How you feel about free speech probably depends on what you think is free speech.

Once again I find myself observing arguments about who has a right to say what and where and how. Who has a right to show what pictures, wear what t-shirts, and hold up what signs.

Most people who argue “what they are doing is NOT free speech!” are motivated primarily by the fact that they disagree with what is being said. Sometimes they take it a step further and label it “hate speech.” Which sometimes it is. Sometimes it isn’t. But as Americans we cannot agree on what is hate speech or what is free speech.

Is free speech the right to share your ideas? Yes, if it is standing on a street corner with a sign? Yes, if it is standing on a street corner screaming at the person with the sign?

Is free speech the right to inconvenience others? Yes, if they have to walk around you standing on a street corner with your sign? Yes, if they have to drive around you standing in the street with your sign?

Is free speech the right to share your ideas? Yes, if you have a crowd of people who has paid to hear them? Yes if one person in that crowd interrupts your speech with their own?

Is free speech the right to call for the removal of political figures? Yes, if you say they need to be voted out of office? Yes if you say they need to be run out of your community?

Is free speech the right to call people names? Yes, if that person is a political figure? Yes, if that person is walking into a church or planned parenthood clinic? Yes, so long as you believe it is true? Yes, if those names are derogatory cultural, racial, or ethnic terms?

Is it free speech to wear a t-shirt claiming your views? It is free speech to be told you aren’t allowed somewhere because of your t-shirt?

Is it hate speech to stand on a college campus and call women wearing shorts “sluts”? Is it hate speech to stand on a college campus and call men wearing shorts “sluts”?

Is it hate speech to say that your cultural or ethnic identity has some element worth preserving and honoring? Is it hate speech if others don’t believe you have a “real” cultural or ethnic identity?

Is it hate speech to stand on a street corner with a sign that reads “You are an idiot”? Is it hate speech to yell “you are an idiot” at people walking past?

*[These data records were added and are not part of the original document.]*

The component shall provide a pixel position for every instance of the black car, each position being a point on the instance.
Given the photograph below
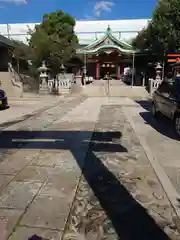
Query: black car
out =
(3, 99)
(166, 100)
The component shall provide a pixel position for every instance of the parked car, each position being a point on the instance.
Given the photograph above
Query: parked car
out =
(166, 100)
(3, 99)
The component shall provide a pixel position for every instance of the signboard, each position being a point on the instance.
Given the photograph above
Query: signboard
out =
(173, 58)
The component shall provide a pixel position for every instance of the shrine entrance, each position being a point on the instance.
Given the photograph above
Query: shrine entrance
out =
(108, 68)
(106, 55)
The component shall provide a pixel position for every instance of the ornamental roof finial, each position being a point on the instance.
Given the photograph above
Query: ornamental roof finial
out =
(108, 31)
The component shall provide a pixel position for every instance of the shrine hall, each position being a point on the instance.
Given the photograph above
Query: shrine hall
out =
(107, 55)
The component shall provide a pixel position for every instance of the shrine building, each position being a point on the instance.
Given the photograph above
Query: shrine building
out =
(107, 55)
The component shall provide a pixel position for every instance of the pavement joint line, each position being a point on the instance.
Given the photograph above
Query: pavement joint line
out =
(42, 227)
(164, 180)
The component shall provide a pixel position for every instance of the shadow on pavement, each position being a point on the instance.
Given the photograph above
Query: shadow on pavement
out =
(161, 124)
(129, 219)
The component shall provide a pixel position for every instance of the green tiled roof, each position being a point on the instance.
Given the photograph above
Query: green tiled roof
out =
(5, 41)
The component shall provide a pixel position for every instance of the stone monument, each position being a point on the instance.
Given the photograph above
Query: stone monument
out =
(43, 87)
(64, 83)
(158, 71)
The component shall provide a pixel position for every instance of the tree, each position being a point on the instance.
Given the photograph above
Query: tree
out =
(21, 50)
(54, 40)
(163, 32)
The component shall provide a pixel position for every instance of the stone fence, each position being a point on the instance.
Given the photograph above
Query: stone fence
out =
(61, 84)
(154, 84)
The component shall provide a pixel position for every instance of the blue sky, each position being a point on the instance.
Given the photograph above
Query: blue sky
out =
(20, 11)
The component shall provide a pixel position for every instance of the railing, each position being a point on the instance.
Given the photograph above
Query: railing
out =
(50, 84)
(59, 84)
(64, 83)
(153, 85)
(15, 80)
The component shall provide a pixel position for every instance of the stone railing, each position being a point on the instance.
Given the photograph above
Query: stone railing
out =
(64, 83)
(16, 80)
(59, 85)
(154, 84)
(50, 84)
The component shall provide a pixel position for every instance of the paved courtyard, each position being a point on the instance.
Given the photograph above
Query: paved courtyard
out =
(89, 169)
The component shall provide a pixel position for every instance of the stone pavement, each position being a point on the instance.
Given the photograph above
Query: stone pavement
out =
(22, 108)
(78, 171)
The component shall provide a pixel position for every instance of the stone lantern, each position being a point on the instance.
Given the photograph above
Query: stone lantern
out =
(43, 88)
(158, 71)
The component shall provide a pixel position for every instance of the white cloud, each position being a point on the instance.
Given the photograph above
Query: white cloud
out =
(15, 1)
(85, 30)
(105, 6)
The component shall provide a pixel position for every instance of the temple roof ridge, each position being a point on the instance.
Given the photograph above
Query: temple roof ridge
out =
(108, 30)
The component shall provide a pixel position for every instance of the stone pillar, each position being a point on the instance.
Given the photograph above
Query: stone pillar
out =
(118, 72)
(97, 70)
(43, 88)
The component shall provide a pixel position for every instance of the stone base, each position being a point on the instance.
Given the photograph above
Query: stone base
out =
(43, 90)
(76, 88)
(64, 91)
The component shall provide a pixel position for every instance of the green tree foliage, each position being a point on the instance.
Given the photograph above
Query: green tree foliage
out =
(163, 32)
(21, 50)
(54, 40)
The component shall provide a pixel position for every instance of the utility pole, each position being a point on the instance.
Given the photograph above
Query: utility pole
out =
(133, 60)
(8, 27)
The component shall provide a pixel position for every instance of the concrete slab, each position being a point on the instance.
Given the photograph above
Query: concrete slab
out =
(8, 220)
(4, 180)
(160, 147)
(47, 212)
(32, 173)
(18, 195)
(24, 233)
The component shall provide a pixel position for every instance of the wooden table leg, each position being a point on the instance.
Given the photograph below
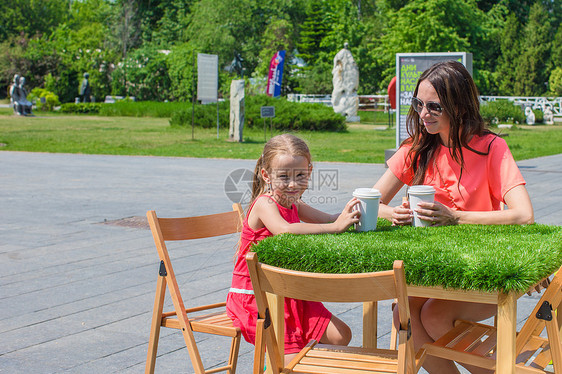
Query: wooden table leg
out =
(507, 316)
(370, 324)
(277, 312)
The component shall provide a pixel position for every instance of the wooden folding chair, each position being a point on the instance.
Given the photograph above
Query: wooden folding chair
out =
(215, 321)
(322, 358)
(474, 343)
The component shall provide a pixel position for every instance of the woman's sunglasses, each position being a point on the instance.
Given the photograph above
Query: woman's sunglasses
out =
(434, 109)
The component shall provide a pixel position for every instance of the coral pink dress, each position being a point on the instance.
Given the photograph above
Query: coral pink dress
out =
(485, 178)
(304, 320)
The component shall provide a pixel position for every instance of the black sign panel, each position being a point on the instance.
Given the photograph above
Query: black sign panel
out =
(267, 112)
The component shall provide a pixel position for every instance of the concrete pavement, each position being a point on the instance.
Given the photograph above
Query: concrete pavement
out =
(78, 266)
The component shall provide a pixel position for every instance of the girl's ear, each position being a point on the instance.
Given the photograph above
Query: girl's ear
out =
(265, 176)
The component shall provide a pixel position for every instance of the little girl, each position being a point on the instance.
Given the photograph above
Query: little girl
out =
(280, 178)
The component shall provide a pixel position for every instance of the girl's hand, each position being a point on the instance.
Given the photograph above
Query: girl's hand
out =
(402, 215)
(437, 213)
(348, 216)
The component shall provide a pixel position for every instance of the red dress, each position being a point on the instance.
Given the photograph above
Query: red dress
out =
(304, 320)
(485, 178)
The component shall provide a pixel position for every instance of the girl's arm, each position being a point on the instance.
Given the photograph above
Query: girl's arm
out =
(519, 212)
(265, 213)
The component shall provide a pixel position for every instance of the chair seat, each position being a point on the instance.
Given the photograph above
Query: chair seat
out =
(323, 358)
(475, 343)
(218, 322)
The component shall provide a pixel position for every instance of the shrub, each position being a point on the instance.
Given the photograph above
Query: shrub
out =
(539, 116)
(50, 100)
(288, 116)
(503, 110)
(81, 108)
(127, 108)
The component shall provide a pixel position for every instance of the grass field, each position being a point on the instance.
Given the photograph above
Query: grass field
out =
(364, 143)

Is it hate speech to stand up in an auditorium and yell at a speaker “you are an idiot”? Is it hate speech to run up to the speaker, jump on stage, a yell in their face “YOU ARE AN IDIOT”?

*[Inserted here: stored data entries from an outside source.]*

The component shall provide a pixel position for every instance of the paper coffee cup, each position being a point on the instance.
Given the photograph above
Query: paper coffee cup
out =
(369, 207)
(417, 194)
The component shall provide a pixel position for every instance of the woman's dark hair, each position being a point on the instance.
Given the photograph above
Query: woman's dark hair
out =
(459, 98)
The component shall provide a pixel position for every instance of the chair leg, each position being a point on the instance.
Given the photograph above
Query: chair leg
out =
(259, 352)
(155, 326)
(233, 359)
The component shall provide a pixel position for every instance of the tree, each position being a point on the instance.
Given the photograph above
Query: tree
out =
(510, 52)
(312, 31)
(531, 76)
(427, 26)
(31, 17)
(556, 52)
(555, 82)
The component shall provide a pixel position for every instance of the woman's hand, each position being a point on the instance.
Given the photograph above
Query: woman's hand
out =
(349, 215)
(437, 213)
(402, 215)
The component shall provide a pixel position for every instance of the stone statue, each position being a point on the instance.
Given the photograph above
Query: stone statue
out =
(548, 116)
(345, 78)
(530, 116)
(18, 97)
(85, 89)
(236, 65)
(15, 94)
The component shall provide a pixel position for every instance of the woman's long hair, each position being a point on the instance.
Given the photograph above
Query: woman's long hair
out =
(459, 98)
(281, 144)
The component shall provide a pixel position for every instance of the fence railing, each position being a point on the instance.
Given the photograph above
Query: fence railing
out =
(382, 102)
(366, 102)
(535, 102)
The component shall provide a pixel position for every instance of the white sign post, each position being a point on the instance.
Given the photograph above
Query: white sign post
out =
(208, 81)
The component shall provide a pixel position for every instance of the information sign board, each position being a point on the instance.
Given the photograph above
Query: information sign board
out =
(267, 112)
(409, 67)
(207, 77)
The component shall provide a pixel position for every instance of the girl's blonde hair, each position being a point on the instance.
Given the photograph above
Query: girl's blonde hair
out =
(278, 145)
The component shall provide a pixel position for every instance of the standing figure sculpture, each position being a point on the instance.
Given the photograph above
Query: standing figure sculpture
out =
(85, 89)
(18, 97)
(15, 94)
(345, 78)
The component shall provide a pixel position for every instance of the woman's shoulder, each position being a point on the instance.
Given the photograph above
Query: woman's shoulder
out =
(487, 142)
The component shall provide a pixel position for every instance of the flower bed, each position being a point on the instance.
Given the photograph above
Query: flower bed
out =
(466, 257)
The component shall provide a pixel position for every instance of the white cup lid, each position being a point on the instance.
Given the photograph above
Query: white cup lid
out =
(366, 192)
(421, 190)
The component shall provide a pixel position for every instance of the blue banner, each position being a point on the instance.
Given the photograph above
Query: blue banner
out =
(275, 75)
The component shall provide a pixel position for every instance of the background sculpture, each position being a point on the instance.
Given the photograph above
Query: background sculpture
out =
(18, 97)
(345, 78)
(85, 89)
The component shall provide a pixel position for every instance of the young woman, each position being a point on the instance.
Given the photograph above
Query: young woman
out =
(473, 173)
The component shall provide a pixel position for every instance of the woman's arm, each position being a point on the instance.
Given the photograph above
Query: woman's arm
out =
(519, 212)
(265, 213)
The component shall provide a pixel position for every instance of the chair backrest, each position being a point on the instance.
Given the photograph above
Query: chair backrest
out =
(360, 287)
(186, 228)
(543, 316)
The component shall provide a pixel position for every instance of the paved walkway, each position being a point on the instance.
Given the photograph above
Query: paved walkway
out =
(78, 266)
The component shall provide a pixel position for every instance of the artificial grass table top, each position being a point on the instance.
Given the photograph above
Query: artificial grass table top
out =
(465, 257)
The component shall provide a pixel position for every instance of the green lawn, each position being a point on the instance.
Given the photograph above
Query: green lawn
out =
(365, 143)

All too often, we want to believe in free speech as a stand alone idea. And many well intended individuals will argue about it as if it is an independent concept. There is always context involved. Free speech is complicated. And when we hear in the news that someone’s “free speech” was violated, it is often a headline without context. Often shared and promoted by those who share the ideology of the person claiming to be the victim of injustice to provoke a knee jerk reaction.

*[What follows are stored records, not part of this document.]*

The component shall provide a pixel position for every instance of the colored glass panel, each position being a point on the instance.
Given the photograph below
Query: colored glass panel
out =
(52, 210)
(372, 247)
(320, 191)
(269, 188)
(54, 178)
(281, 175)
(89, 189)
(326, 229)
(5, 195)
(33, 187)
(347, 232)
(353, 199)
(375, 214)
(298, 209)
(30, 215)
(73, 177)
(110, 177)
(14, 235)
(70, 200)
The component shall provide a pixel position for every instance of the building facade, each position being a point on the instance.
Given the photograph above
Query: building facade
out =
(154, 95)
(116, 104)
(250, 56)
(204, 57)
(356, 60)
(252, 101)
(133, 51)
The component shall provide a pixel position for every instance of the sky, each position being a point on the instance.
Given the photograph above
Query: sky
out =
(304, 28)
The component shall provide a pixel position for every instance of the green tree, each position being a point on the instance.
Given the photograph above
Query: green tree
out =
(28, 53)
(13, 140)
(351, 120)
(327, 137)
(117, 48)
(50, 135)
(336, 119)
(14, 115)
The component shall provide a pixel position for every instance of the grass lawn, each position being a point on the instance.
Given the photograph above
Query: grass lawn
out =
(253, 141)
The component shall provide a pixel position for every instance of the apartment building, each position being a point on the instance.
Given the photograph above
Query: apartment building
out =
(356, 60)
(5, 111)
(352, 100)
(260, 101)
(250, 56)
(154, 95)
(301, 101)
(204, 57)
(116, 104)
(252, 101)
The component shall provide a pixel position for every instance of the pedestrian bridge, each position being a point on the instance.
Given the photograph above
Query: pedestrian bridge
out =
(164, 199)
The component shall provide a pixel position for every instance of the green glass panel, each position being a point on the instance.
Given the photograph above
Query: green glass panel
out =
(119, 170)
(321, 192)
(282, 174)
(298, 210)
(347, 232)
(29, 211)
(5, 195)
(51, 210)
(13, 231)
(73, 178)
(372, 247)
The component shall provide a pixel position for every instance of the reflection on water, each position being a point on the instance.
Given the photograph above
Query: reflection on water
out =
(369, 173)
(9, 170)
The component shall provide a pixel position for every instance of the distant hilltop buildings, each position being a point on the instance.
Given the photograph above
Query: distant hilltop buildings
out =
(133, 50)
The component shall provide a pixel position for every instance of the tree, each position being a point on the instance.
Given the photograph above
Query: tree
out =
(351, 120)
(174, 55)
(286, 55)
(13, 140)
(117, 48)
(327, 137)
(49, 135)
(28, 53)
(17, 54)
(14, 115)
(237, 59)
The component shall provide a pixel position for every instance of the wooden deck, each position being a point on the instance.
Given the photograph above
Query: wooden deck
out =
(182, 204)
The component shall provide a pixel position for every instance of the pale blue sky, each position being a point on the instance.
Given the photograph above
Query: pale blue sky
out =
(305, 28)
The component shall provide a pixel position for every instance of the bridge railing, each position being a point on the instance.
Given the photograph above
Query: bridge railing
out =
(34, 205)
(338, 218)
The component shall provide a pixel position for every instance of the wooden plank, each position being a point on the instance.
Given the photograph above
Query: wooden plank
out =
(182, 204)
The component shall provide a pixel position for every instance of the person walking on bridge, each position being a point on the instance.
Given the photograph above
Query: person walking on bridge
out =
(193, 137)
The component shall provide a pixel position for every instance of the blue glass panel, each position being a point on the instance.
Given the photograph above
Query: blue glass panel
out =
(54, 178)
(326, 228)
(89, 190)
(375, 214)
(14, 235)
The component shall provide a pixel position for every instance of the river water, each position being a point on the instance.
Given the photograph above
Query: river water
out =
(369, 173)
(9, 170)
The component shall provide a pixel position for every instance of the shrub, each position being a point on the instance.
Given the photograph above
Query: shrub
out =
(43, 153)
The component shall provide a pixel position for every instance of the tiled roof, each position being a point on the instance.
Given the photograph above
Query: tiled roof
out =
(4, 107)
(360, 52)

Don’t be a knee jerker. Get the whole context.
P.S. I couldn’t find a way to work this in but it also reminds me of this joke. A Scotsman comes to the U.S. for college. His mom calls and asks how he is doing with the Americans, especially in the dorms. He says “My neighbor on the right bangs on the wall all night and the one on the left screams all night.” The mom immediately says “that’s awful, how do you deal with it?” He says “I just keep playing my bagpipes and ignoring them.”